I have a friend that is of the anointed and dear to my heart. Here is what he has to say:
"I do feel it is time to reveal my heavenly hope. I am a young anointed Jehovah's Witness and I have long observed what is going on in the organization. There was another post that said "Maybe the anointed will get upset and start speaking out". Well, I spoke out, even though I am young (in my 20's), I could not deny my hope to my congregation. So, I knew that I needed to partake.

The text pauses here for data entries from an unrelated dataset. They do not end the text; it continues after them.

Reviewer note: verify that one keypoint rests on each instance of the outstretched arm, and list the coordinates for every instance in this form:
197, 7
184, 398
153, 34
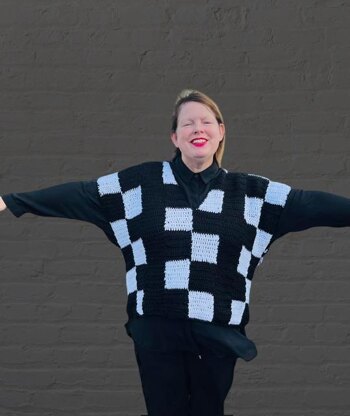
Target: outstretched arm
75, 200
305, 209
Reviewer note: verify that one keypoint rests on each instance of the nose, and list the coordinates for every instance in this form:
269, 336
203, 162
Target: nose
198, 127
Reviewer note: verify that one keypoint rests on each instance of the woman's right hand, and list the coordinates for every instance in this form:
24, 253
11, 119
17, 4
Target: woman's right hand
2, 204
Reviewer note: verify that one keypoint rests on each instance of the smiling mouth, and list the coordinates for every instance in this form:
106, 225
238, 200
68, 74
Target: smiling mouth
199, 140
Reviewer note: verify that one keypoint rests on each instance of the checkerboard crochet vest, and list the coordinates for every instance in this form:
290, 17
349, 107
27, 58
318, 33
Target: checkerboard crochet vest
190, 262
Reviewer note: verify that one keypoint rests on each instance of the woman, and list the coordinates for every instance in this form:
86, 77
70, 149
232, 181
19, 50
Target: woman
192, 235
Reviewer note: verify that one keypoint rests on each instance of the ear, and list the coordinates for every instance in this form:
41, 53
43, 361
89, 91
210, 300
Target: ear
222, 130
173, 137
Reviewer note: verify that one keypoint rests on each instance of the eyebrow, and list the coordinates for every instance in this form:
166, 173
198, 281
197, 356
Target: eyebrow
190, 119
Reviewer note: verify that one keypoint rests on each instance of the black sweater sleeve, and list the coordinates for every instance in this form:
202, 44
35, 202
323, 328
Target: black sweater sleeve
75, 200
306, 209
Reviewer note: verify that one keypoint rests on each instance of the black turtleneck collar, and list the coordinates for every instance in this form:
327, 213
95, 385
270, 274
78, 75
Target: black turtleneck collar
186, 174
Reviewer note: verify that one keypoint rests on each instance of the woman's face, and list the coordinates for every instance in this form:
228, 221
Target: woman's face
197, 121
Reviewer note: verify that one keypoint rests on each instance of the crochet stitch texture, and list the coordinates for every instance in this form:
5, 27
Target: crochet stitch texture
190, 262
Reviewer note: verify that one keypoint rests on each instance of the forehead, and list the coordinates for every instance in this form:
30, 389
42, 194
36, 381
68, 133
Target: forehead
194, 109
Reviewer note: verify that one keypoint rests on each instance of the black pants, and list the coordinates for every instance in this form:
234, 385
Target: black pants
184, 383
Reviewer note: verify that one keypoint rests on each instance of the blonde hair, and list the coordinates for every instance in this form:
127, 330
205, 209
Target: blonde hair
199, 97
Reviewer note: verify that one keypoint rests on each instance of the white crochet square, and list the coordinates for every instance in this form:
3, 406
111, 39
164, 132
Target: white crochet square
248, 285
108, 184
252, 210
168, 176
178, 219
237, 310
276, 193
139, 252
132, 200
244, 261
205, 247
261, 241
131, 282
213, 201
139, 302
121, 232
200, 305
177, 274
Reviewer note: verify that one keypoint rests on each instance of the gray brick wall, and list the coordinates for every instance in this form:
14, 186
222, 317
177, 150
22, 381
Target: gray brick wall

I could not eat or sleep before the Memorial. I thought that my life in the congregation would be over. But I remembered Jeremiah 1:7. I spoke like Jeremiah. I told Jehovah "I am but a boy, and I did not know what to do." I knew that they would not believe me. They would think that I was mentally ill or delusional. But like Jehovah said to Jeremiah, he told me "I will be with you. Do not be afraid because of their faces." And you should have seen the expression of SHOCK on the faces of those in my congregation when I partook. They do not want to understand what is happening.
The number of the choosing of the anointed is not done yet. Romans 11:25 says "... I do not want you, brothers, to be ignorant of this sacred secret, in order for you not to be discreet in your own eyes: that a dulling of sensibilities has happened in part to Israel, until the full number of people of the nations have come in." They (the WTS) are dulled in their senses and Jehovah has been displeased.

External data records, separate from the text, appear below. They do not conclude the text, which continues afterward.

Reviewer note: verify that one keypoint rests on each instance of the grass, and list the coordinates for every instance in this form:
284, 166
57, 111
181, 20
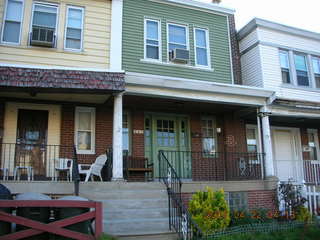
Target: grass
310, 233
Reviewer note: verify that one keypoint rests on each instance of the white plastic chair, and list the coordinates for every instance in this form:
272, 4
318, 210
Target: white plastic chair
63, 165
93, 169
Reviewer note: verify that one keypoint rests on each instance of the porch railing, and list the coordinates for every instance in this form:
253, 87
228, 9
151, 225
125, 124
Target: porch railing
312, 171
179, 218
218, 166
40, 162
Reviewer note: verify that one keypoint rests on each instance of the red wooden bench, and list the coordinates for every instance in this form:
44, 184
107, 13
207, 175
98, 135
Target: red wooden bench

There are many of us now in the organization. We read the book of Isaiah but not in the way that it has been published for our book study. Isaiah 1:13-15 says: "The calling of the conventions I cannot put up with the use of uncanny power. Your new moons and your festal seasons my soul has hated. To me they have become a burden. I have become tired of bearing them. And when you spread out your palm, I hide my eyes from you. Even though you make many prayers, I am not listening. With bloodshed, your very hands have become filled." He (Jehovah) will refine the organization.
Our 3 conventions a year that are always refirming that they, the WTS, are the faithful and discreet slave, that everything is wonderful and fine and that we are God's chosen organization has become a burden to our God. Proof of child molestation, the continual subjugation of the flock and the ways that the young annointed are disrespected, ridiculed and called mentally ill have cause Jehovah to turn his face from us and to ignore our prayers.

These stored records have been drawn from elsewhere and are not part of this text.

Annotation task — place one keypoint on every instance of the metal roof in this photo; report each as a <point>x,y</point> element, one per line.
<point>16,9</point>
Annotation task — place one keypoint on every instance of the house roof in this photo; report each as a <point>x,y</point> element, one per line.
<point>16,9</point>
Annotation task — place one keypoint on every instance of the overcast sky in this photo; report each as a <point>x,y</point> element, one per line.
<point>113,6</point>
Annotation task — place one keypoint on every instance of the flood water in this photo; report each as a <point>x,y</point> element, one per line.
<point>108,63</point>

Isaiah 4:13 "Therefore my people will go into exile for lack of knowledge; and their glory will be famished men, and their crowd will be parched with thirst." I, and many others, are working our way up the organization even though we see these many things going on. I have a friend in the Governing Body who is encouraging us to stick with it so that things will change.
Isaiah 1:27 "With justice Zion (the heavenly hope) herself will be redeemed, and those returning to her, with righteousness." Those of us with the heavenly hope must not be afraid. Jehovah is not finished calling the 144,000 to him."
I have also posted this in the thread entitled "Anointed Phase Out" by Metatron.